Glaciers are slipping away everywhere. It was tough to see this one go.
I’m talking about a ship, not an actual river of ice. This morning I watched the retired Coast Guard icebreaker Glacier cast off on what is likely to be its final voyage, from a Vallejo dry dock to a scrapyard in Brownsville, Texas. It seemed like a poignant moment, given the decline of the U.S. icebreaker fleet. Just as Arctic seas are opening up to unprecedented shipping activity, the Coast Guard is left with just one icebreaker in working order.
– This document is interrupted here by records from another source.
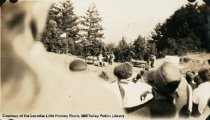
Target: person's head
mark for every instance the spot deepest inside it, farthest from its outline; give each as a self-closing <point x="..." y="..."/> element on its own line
<point x="123" y="71"/>
<point x="204" y="74"/>
<point x="166" y="79"/>
<point x="190" y="76"/>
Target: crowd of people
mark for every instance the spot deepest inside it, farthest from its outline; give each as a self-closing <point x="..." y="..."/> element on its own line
<point x="159" y="91"/>
<point x="31" y="82"/>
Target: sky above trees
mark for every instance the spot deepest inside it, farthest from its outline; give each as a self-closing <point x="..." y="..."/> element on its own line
<point x="130" y="18"/>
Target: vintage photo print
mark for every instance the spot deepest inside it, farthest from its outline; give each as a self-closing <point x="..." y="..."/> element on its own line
<point x="105" y="59"/>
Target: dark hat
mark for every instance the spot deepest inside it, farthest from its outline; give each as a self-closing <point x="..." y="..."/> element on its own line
<point x="77" y="65"/>
<point x="204" y="74"/>
<point x="123" y="71"/>
<point x="165" y="79"/>
<point x="189" y="76"/>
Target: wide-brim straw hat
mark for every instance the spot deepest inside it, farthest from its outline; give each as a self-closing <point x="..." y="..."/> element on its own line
<point x="123" y="71"/>
<point x="165" y="79"/>
<point x="175" y="60"/>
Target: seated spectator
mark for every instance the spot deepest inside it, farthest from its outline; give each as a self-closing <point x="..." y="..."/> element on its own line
<point x="164" y="81"/>
<point x="133" y="95"/>
<point x="200" y="96"/>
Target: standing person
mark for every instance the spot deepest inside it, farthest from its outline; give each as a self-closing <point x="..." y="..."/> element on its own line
<point x="152" y="61"/>
<point x="133" y="95"/>
<point x="164" y="81"/>
<point x="100" y="60"/>
<point x="111" y="59"/>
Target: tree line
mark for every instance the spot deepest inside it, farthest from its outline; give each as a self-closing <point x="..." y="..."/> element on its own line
<point x="67" y="33"/>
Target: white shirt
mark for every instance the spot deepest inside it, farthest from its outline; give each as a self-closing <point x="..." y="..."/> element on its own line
<point x="131" y="93"/>
<point x="201" y="95"/>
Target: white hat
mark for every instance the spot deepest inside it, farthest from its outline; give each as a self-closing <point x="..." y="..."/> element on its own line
<point x="175" y="60"/>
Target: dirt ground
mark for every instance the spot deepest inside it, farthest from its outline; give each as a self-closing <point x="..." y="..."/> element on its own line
<point x="196" y="62"/>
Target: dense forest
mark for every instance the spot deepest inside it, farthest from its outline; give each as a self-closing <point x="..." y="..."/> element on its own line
<point x="67" y="33"/>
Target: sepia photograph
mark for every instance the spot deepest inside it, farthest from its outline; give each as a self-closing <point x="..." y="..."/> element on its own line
<point x="105" y="59"/>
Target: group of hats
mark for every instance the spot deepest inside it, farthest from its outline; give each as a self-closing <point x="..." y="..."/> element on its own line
<point x="165" y="79"/>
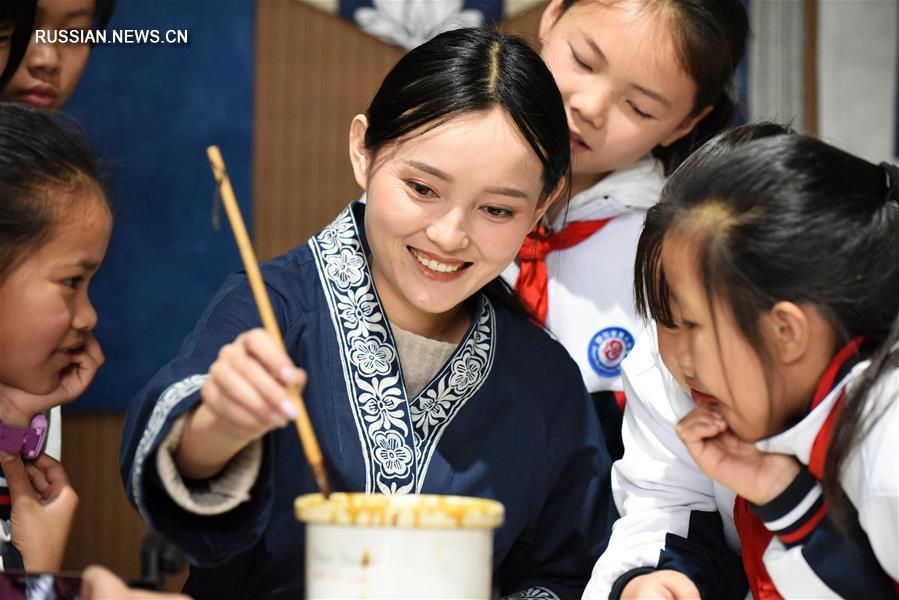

Icebreakers are important research platforms and could play a vital role in responding to oil spills from offshore drilling in far northern waters.
Ben Koether sees it as more than poignant. “It’s a tragedy and a crisis,” he told me by phone from Connecticut. “It’s just ludicrous.” Koether is an electronics executive who was the Glacier’s navigator for two Antarctic voyages, in 1959 and 1962. In its heyday, the ship participated in annual re-supply missions to Antarctic bases and was used as a platform for oceanographic research in polar waters. Launched in 1954, the Glacier was decommissioned more than 20 years ago and is well beyond seeing active service. But Koether has been leading an effort to save the Glacier from the blowtorch and turn it into a floating museum of oceanography.
Seeing the ship’s 300-foot rusting form depart ADR’s Mare Island shipyard between two tugs, one might reasonably conclude that the battle has been lost. “Absolutely not,” says Koether, who says the dismantling contractor has agreed in principle to swap the Glacier for another one in the U.S. reserve fleet, managed by the federal Maritime Administration (MARAD), but MARAD has yet to approve the deal.

Craig Miller
The Glacier rests in a Mare Island drydock while its hull is prepared for towing to Texas. Each of its twin propellers was 17 feet across.
Koether says the Glacier’s design is “unequaled even today.” Built originally for the Navy, the Glacier had a “heeling” system that could free it from heavy ice by rapidly pumping 140,000 gallons of water from side-to-side. Her power came from giant diesel engines and twin 17-foot propellers and Koether says she was built more stoutly than subsequent breakers in the fleet, with thicker steel and more ribbing.
As for beefing up the U.S. polar fleet, prospects appear dim, though the Coast Guard has asked for funding to build at least one more icebreaker. “As the ice melts, you need more icebreakers instead of less,” says Koether, noting that the Russians have more than a dozen in the works, some nuclear-powered.

USCG
The icebreaker Glacier in better days, approaches McMurdo Station in Antarctica.